It’s Women’s History Month, and one way female social activists are honoring the month is through the fight for restoration of the Voting Rights Act.
Get to know the League of Women Voters!
Founded in 1920 after women in the United States achieved suffrage, the League has since concerned itself with the preservation of the right to vote for all underprivileged social groups in this nation.
With the presidential election coming up, the League’s most urgent fight has been brought to greater attention: restoration of the Voting Rights Act.
In Shelby County, Alabama v. Holder (2013), the Supreme Court struck down Section 4(b) of the Voting Rights Act which granted many protections against discrimination in the voter registration and polling processes. Section 4(b) is a coverage formula which determines if a local government has practiced discrimination in their voting processes.
Basically, being identified as an area with discriminatory voting practices puts Section 5 of the VRA into effect. Any state or local government in violation of Section 4(b) has to wait on a pass from Congress, called preclearance, to continue running their own voting affairs.
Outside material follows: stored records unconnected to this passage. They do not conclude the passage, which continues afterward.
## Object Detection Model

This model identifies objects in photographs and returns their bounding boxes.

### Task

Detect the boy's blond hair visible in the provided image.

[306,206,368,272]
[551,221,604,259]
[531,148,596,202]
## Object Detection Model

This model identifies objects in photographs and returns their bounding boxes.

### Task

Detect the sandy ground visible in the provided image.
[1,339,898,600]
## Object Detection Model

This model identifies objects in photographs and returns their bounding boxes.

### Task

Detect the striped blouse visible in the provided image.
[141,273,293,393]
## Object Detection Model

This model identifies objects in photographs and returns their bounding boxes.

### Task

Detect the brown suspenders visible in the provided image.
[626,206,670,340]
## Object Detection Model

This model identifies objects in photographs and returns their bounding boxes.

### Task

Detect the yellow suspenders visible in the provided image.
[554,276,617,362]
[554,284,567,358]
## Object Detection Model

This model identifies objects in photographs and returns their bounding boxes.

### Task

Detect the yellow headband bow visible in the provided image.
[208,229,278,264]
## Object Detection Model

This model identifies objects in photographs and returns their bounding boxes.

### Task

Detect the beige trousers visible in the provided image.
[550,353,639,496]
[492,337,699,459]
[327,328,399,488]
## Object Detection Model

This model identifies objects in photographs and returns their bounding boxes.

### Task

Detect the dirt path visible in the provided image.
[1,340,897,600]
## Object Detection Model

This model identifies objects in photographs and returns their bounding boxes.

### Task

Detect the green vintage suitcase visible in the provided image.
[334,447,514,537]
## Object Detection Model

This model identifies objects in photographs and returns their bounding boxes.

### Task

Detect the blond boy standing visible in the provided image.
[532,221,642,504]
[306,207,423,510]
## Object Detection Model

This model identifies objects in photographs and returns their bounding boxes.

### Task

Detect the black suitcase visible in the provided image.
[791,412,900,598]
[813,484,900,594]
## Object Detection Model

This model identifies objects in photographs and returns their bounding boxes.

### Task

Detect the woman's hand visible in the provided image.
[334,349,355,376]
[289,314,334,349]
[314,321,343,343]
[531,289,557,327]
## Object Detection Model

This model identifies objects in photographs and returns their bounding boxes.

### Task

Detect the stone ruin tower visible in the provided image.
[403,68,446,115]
According to this graphic on The Leadership Conference on Civil and Human Rights website, 16 states are covered by the aforementioned Section 5 of the VRA. States with large impacts in election years such as Texas and Florida, as well as states with intense histories of voter discrimination such as Mississippi and Alabama, are affected by such changes to the VRA.
The setback of Section 4(b) being removed from the VRA prompted congressmen to work toward strengthening it again. In January 2014, the Voting Rights Act Bill was introduced and then re-introduced to Congress a year later. Then in June of 2015, the Voting Rights Advancement Act was introduced with the aim to restore former VRA provisions that were taken out as a result of Shelby County v. Holder in 2013.
Protections that were granted by Section 5 of the VRA are important to regain. Just look at what happened in Florida right after the Shelby County case in 2013…
Starting with a list of 180,000 voters, Florida’s state government attempted to purge people from the list of registered voters under suspicion of being non-citizens. In the final list of 2,700 people, 58 percent of them were Latino.
Florida’s Latino population is 13 percent.
Of the 2,700 on the final list, fewer than 40 of them were actually non-citizens. Details on that voter purge and similar incidences post-Shelby County v. Holder can be found here at the Brennan Center for Justice site.
That being said, the fight for restoration of the Voting Rights Act is crucial. And despite issues of racial and class privilege within the feminist movement, those invested in Women’s History Month are standing firm behind this fight.
The League of Women Voters is exemplifying the notion that the freedom of other people is tied to their own. Women’s suffrage in 1920 was a great victory, but this organization has continued to use the privilege granted by that to bring fair treatment to other marginalized groups.
Having read this, celebrate this Women’s History Month knowing that fighting for gender equality is intimately tied to other fights for groups on the margins.
I leave you with a quote from Lilla Watson, an Indigenous Australian visual artist and advocate for various Aboriginal and women’s issues:
“If you have come here to help me, you are wasting your time. But if you have come because your liberation is bound up with mine, then let us work together.”